With mitochondria from Saccharomyces carlsbergensis the functional relationship of the exogenous and endogenous NAD system has been investigated with respect to the membrane barrier, the localisation of NADH dehydrogenase and other NAD-and flavine-linked dehydrogenases.
- 1Added NAD and NADH do not permeate through the inner membrane into the matrix space of mitochondria from S. carlsbergensis despite the high rate of oxidation. There is no exchange between exogenous and endogenous NADH and NAD.
- 2A transhydrogenation between external and internal NADH and NAD across the inner membrane is not observed.

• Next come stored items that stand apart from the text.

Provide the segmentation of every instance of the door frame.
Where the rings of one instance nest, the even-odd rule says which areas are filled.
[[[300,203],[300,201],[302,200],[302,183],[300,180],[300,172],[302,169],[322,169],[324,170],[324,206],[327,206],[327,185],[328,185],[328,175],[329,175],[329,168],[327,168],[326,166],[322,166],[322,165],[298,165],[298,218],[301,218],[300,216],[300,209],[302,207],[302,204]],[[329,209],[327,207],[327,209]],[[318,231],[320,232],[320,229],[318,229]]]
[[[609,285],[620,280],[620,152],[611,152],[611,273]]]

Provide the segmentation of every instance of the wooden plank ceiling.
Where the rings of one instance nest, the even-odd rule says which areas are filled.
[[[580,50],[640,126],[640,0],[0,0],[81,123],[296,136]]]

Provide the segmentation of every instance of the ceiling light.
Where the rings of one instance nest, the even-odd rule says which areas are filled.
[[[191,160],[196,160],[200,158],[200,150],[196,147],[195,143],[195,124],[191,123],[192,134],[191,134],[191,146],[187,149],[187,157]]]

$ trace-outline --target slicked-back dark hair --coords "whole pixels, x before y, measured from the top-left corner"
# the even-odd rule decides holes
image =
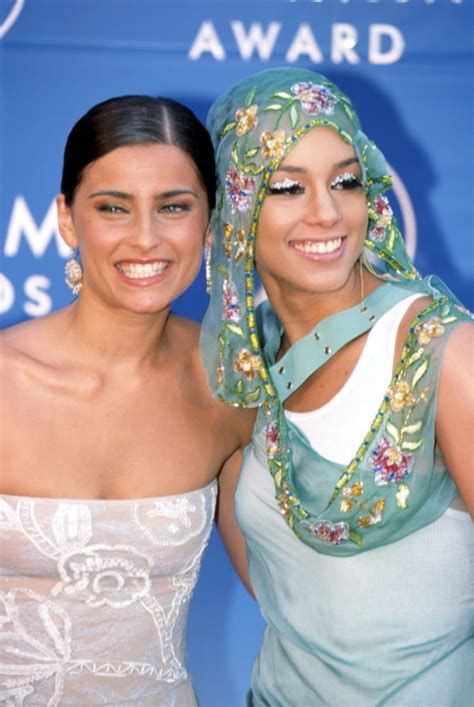
[[[71,206],[85,167],[117,147],[174,145],[194,162],[207,194],[215,206],[214,151],[204,125],[186,106],[171,98],[120,96],[93,106],[69,133],[64,150],[61,192]]]

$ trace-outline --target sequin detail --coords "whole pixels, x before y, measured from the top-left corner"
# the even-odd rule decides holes
[[[301,108],[307,115],[334,113],[337,98],[326,86],[316,85],[311,81],[300,81],[293,84],[290,91],[298,97]]]
[[[404,454],[398,446],[390,444],[386,437],[382,437],[372,452],[370,461],[375,471],[377,486],[402,481],[411,472],[411,456]]]
[[[445,332],[444,326],[439,317],[431,317],[427,322],[420,322],[415,328],[418,343],[429,344],[433,337],[442,336]]]
[[[393,412],[400,412],[404,407],[412,407],[415,404],[415,396],[406,380],[391,385],[387,395],[390,398],[390,408]]]
[[[254,117],[253,113],[248,113],[253,106],[257,106],[255,117],[258,116],[258,124],[246,130],[246,121],[252,121]],[[236,108],[245,113],[237,115]],[[241,118],[245,125],[237,130]],[[215,393],[231,405],[260,407],[257,434],[265,435],[275,497],[282,516],[295,534],[308,546],[321,549],[323,543],[332,543],[323,539],[328,536],[327,532],[320,535],[314,532],[318,527],[316,524],[329,522],[336,526],[344,522],[348,528],[341,545],[346,548],[354,545],[354,552],[370,548],[377,544],[375,535],[379,531],[383,535],[390,524],[398,524],[397,514],[406,513],[410,518],[413,515],[410,494],[417,482],[411,470],[415,468],[418,450],[423,446],[424,416],[434,394],[431,354],[423,341],[428,335],[436,339],[438,333],[436,327],[428,328],[428,331],[426,327],[423,330],[420,327],[417,334],[414,329],[435,315],[448,330],[447,324],[458,321],[463,315],[455,309],[458,305],[443,294],[442,288],[437,290],[436,285],[431,288],[429,283],[425,286],[421,282],[406,252],[390,203],[383,196],[392,183],[383,155],[362,132],[349,99],[324,76],[304,70],[284,70],[281,73],[275,71],[272,79],[270,70],[263,81],[246,80],[225,99],[219,100],[211,109],[209,120],[221,180],[213,253],[218,261],[216,269],[221,282],[226,277],[232,279],[241,307],[240,321],[233,322],[226,316],[226,302],[219,298],[218,303],[211,302],[211,313],[203,324],[211,334],[206,340],[206,353],[211,354],[208,359],[217,361],[217,371],[214,368],[210,372],[212,384],[215,386],[216,380],[218,383]],[[353,146],[359,160],[369,216],[364,241],[367,268],[382,279],[399,280],[402,285],[407,285],[407,292],[410,282],[414,282],[413,290],[428,294],[435,292],[437,299],[415,319],[390,388],[370,430],[332,491],[328,492],[328,498],[318,496],[320,511],[313,514],[298,498],[297,474],[306,461],[311,468],[316,468],[316,460],[291,434],[291,426],[285,421],[262,355],[255,304],[254,250],[258,221],[273,173],[292,147],[317,126],[336,131]],[[245,179],[250,181],[245,182]],[[232,232],[224,224],[230,224]],[[224,247],[219,241],[223,226]],[[238,245],[241,237],[242,244]],[[217,288],[213,297],[216,292],[219,293]],[[218,307],[220,311],[216,312]],[[216,319],[220,319],[218,329]],[[278,336],[278,326],[278,322],[272,323],[269,317],[267,345],[271,336]],[[383,457],[383,450],[378,448],[382,439],[388,444],[385,449],[387,457]],[[400,454],[397,459],[395,450]],[[408,458],[412,461],[407,466]],[[378,471],[372,460],[379,461]],[[395,461],[398,463],[398,472],[392,469],[391,481],[388,481],[389,461],[392,466]],[[376,478],[386,483],[376,484]],[[363,491],[358,496],[356,492],[361,488],[358,484],[362,482]],[[313,533],[309,532],[308,523],[313,527]],[[352,551],[344,550],[346,552]]]
[[[236,128],[235,132],[238,137],[242,137],[248,133],[249,130],[253,130],[258,125],[257,118],[258,106],[253,105],[249,108],[239,108],[235,113]]]
[[[369,217],[374,224],[369,230],[369,238],[380,243],[387,235],[387,229],[392,225],[393,211],[387,197],[376,196],[369,205]]]
[[[262,144],[262,157],[264,160],[283,157],[285,151],[286,134],[284,130],[265,131],[260,135]]]
[[[261,365],[260,356],[253,356],[248,349],[241,349],[234,360],[234,370],[243,373],[249,381],[255,380]]]
[[[349,539],[348,523],[331,523],[329,520],[318,520],[315,523],[304,523],[310,535],[324,542],[340,545]]]
[[[255,179],[239,174],[235,167],[227,170],[225,179],[226,199],[231,204],[232,213],[248,211],[255,191]]]
[[[222,296],[224,301],[224,317],[227,321],[240,322],[241,310],[237,288],[229,277],[225,277],[222,283]]]

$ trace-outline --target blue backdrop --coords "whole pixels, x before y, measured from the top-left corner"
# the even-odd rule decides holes
[[[3,325],[70,302],[53,199],[88,108],[147,93],[204,119],[233,83],[285,64],[354,99],[418,269],[472,308],[472,27],[472,0],[0,0]],[[205,307],[201,273],[175,309],[199,320]],[[203,707],[243,703],[262,625],[213,535],[189,630]]]

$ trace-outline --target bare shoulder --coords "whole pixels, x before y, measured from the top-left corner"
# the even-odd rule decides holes
[[[254,409],[233,407],[214,397],[207,380],[204,361],[199,346],[201,327],[194,321],[173,316],[170,335],[176,357],[185,363],[188,386],[192,386],[195,399],[200,398],[214,420],[217,434],[229,440],[231,447],[245,446],[249,441],[255,421]],[[192,380],[191,380],[192,372]],[[212,412],[211,412],[212,411]]]
[[[436,438],[474,519],[474,324],[463,322],[447,343],[438,387]]]
[[[31,320],[0,332],[0,362],[2,374],[27,365],[34,359],[35,340],[41,336],[42,321]]]
[[[0,334],[0,376],[2,392],[22,382],[46,382],[55,368],[58,349],[58,322],[61,312],[31,319],[9,327]]]
[[[34,355],[36,322],[25,322],[4,330],[0,335],[0,389],[2,392],[2,427],[11,418],[13,407],[18,409],[23,401],[32,374],[41,368]],[[8,414],[7,414],[8,411]]]
[[[458,382],[465,382],[467,390],[474,387],[474,322],[462,322],[453,331],[446,346],[441,382],[451,387]],[[459,384],[459,383],[458,383]],[[466,390],[466,392],[467,392]]]
[[[0,333],[2,346],[5,345],[5,348],[32,357],[35,355],[41,357],[41,351],[50,348],[51,343],[57,337],[58,326],[66,309],[58,310],[40,319],[29,319],[4,329]]]

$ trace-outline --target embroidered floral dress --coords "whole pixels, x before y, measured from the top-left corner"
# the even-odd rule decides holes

- 3By applying the “ferricyanide method” two separate dehydrogenases can be identified: one for the oxidation of exogenous NADH, located towards the outer surface of the inner mitochondrial membrane; and a second for the oxidation of endogenous NADH directed towards the inner surface. Both dehydrogenases are connected to the cytochrome chain through the ubiquinone pool.
- 4About 50% of the total NADH dehydrogenase activity of yeast mitochondria is solubilized by sonication. The solubilized NADH dehydrogenase is tentatively identified with the external enzyme. This agrees with the finding that on opening the membrane by sonication the total activity of NADH-ferricyanide reduction increases by 65%.
- 5Applying both [4B-3H]NADH and [4A-3H]NADH the oxidation of both exogenous and endogenous NADH by ferricyanide and by oxygen are found to be B-specific.
- 6By application of the “ferricyanide method” to other substrates it is concluded that the dehydrogenases for glycerolphosphate and possibly lactate are localized before the barrier for ferricyanide while the dehydrogenases for ethanol, isocitrate and succinate are localized behind it. This barrier is identical with the inner mitochondrial membrane.
- 7The existence of a mitochondrial alcohol dehydrogenase, accounting for about 6% of the total cellular activity and located in the matrix space, is established. The dual localization of alcohol dehydrogenase is considered to facilitate the equilibration between the intra- and extra-mitochondrial NAD systems via an ethanol-acetaldehyde shuttle.